Many political opponents of harm reduction advocate for alternatives based on “recovery,” effectively calling for anyone addicted to drugs to be in treatment. While evidence-based treatment is a crucial pillar of well-balanced drug policies, some provinces are moving toward implementing or expanding involuntary treatment. Proponents of mandatory treatment present it as a compassionate, tough-love approach for individuals whose substance use has severely harmed their health and safety, as well as that of their families and communities.

This perspective oversimplifies complex issues, contradicting UN recommendations that drug treatment should be voluntary.

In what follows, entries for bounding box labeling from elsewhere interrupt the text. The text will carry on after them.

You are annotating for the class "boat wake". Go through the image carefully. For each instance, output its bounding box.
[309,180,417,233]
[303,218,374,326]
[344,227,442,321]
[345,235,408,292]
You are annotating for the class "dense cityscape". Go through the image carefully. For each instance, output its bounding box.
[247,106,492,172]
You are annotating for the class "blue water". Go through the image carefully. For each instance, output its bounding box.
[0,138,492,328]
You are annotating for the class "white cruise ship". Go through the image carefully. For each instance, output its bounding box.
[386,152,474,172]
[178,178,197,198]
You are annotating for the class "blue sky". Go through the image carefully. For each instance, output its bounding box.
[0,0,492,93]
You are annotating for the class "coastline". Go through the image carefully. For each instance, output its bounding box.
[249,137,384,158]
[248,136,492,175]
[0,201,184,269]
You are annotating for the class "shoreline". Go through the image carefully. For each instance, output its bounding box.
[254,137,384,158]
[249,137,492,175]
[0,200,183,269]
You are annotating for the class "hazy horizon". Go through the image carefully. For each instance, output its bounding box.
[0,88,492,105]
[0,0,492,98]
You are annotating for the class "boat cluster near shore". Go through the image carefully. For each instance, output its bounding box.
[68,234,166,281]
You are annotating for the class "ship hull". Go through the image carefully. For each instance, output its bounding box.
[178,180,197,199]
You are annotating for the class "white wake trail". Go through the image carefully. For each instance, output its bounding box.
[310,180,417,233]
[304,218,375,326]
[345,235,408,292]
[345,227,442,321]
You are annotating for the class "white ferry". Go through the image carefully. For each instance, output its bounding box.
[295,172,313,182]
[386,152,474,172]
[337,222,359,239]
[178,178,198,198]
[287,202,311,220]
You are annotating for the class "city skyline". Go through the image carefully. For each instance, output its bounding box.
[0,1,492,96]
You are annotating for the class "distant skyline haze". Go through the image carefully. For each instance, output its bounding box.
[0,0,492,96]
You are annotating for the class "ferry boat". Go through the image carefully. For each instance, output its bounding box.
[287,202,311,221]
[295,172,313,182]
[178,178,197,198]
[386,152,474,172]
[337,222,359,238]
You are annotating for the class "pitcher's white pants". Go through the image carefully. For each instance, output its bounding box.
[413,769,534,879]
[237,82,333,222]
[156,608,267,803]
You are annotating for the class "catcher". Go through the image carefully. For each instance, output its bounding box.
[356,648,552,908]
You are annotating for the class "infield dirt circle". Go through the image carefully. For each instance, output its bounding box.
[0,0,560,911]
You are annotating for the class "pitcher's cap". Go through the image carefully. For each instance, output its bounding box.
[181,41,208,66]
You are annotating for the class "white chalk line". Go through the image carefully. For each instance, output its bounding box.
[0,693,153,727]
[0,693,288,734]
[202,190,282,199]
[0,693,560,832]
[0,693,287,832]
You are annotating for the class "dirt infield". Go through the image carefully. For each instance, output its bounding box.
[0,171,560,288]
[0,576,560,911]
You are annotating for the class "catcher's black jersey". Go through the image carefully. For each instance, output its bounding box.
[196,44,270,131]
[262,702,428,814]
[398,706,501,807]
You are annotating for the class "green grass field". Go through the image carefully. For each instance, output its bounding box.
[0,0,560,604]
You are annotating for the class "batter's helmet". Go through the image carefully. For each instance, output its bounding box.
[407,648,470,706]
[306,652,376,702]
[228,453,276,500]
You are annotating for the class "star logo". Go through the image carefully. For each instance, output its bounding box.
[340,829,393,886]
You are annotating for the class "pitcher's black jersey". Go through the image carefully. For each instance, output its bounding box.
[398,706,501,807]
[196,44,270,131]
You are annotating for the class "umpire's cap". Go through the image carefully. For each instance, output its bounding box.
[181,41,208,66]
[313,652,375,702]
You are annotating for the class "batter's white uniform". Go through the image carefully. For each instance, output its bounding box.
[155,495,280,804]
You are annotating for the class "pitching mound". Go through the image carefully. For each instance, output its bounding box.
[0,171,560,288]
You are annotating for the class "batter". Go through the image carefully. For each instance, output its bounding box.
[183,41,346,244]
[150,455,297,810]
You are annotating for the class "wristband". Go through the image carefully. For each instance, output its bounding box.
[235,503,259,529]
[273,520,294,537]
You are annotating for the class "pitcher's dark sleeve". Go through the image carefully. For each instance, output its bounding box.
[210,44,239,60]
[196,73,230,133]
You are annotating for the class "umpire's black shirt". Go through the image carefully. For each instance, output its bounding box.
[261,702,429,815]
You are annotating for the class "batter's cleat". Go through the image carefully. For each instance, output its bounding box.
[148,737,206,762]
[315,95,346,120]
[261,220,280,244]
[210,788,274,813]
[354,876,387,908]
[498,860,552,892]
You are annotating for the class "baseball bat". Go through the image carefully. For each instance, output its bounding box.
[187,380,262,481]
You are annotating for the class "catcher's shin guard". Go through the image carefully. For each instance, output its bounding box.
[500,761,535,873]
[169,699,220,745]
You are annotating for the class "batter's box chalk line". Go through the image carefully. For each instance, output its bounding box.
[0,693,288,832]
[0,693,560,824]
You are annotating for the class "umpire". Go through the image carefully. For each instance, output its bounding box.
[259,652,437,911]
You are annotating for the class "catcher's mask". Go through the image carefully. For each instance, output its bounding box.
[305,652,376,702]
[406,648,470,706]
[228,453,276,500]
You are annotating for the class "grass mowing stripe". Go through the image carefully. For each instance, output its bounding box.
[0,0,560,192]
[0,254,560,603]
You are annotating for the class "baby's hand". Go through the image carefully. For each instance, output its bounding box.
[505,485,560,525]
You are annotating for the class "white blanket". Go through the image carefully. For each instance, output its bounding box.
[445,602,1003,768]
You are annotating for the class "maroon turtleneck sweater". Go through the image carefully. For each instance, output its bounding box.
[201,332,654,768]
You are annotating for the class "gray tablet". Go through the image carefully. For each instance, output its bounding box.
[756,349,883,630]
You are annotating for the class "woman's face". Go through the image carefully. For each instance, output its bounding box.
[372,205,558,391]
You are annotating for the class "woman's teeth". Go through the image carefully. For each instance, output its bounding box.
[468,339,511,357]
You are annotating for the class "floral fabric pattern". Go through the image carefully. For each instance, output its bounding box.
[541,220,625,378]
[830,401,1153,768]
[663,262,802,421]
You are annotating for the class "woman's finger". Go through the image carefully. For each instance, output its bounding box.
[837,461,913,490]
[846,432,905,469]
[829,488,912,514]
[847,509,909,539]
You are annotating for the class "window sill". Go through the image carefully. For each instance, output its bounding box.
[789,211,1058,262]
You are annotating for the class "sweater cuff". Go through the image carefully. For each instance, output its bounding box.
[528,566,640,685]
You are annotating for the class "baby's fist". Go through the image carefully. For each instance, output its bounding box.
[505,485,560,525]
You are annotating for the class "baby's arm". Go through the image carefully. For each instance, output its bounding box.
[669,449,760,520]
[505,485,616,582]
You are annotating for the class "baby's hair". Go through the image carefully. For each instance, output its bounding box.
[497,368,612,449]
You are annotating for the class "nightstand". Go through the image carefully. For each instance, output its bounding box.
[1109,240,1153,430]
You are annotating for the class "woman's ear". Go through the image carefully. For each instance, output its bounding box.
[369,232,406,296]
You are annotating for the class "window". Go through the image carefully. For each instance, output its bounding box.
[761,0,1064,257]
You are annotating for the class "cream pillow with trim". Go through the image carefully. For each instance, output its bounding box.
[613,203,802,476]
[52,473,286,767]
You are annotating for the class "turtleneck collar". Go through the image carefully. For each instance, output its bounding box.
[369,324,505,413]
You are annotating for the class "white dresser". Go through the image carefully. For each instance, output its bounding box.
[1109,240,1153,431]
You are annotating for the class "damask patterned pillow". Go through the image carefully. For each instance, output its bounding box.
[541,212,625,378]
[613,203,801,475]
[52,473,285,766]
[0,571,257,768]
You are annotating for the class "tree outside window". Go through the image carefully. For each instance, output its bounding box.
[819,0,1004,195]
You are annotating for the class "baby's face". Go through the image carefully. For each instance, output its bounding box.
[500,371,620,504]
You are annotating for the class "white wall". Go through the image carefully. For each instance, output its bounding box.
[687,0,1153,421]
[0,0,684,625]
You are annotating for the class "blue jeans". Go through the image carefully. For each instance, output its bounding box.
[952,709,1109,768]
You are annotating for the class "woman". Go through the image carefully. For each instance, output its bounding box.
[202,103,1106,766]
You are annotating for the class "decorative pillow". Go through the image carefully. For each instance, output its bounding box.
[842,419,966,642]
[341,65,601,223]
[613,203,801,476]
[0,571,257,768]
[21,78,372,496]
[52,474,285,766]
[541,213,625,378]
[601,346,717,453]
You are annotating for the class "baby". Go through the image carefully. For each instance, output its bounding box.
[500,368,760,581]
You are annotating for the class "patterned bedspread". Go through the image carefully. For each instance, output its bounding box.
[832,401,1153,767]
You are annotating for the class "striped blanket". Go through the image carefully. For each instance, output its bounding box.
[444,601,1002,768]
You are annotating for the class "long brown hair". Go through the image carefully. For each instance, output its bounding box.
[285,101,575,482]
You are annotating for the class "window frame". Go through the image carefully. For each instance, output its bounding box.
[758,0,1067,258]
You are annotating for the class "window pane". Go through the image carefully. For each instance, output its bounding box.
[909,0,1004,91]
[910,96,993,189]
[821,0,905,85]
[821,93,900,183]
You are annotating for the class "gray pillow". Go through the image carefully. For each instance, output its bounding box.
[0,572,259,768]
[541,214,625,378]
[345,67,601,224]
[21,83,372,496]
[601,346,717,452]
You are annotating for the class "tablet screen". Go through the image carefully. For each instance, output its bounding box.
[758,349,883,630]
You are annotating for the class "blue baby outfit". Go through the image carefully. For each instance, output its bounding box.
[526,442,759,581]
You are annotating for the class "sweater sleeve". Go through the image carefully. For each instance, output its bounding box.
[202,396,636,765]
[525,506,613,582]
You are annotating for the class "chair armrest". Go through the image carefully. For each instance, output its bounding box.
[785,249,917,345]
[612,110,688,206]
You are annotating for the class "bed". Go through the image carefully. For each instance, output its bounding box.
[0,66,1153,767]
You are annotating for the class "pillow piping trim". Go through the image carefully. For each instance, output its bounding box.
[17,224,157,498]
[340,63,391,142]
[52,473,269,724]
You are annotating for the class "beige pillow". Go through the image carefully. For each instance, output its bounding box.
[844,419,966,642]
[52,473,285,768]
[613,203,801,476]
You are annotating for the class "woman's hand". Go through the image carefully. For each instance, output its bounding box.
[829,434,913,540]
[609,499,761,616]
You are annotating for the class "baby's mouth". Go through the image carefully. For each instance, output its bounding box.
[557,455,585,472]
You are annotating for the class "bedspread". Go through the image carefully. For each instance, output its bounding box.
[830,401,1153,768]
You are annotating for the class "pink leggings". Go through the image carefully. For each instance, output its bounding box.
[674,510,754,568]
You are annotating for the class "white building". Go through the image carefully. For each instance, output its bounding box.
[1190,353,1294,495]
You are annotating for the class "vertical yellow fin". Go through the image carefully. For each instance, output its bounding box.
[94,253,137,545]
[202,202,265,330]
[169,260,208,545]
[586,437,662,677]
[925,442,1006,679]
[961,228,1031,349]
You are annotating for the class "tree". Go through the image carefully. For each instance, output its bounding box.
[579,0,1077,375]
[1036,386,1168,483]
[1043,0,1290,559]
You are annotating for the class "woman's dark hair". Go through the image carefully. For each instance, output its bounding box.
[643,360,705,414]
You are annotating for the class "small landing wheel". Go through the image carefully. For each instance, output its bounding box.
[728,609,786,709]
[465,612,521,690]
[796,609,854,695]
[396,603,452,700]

Research shows that mandatory treatment is no more effective than voluntary treatment and often results in human-rights violations and additional harms, including fatal overdose after release. The short-term benefits of compulsory treatment are unsustainable, with higher risks of relapse, overdose and death. Substance-use disorder is multifaceted, with recovery often involving multiple relapses before finding lasting recovery. Abstinence should not be the only measure of success.

Importantly, Ottawa has announced an $86.8-million commitment to 96 new addiction and overdose prevention projects across Quebec, including crucial support for community organizations. This four-year agreement, double the length of previous programs, addresses both clinical research and community-based interventions – vital resources for overdose prevention.

This step forward underscores that harm reduction must expand, not retract. Canada’s drug policies must stay comprehensive. Rather than pursuing punitive approaches, we need to support prevention, voluntary treatment and harm reduction, especially for marginalized groups, including women, youth, racialized communities, and Indigenous peoples. Now is not the time to reverse course, but rather to build on Canada’s commitment to saving lives.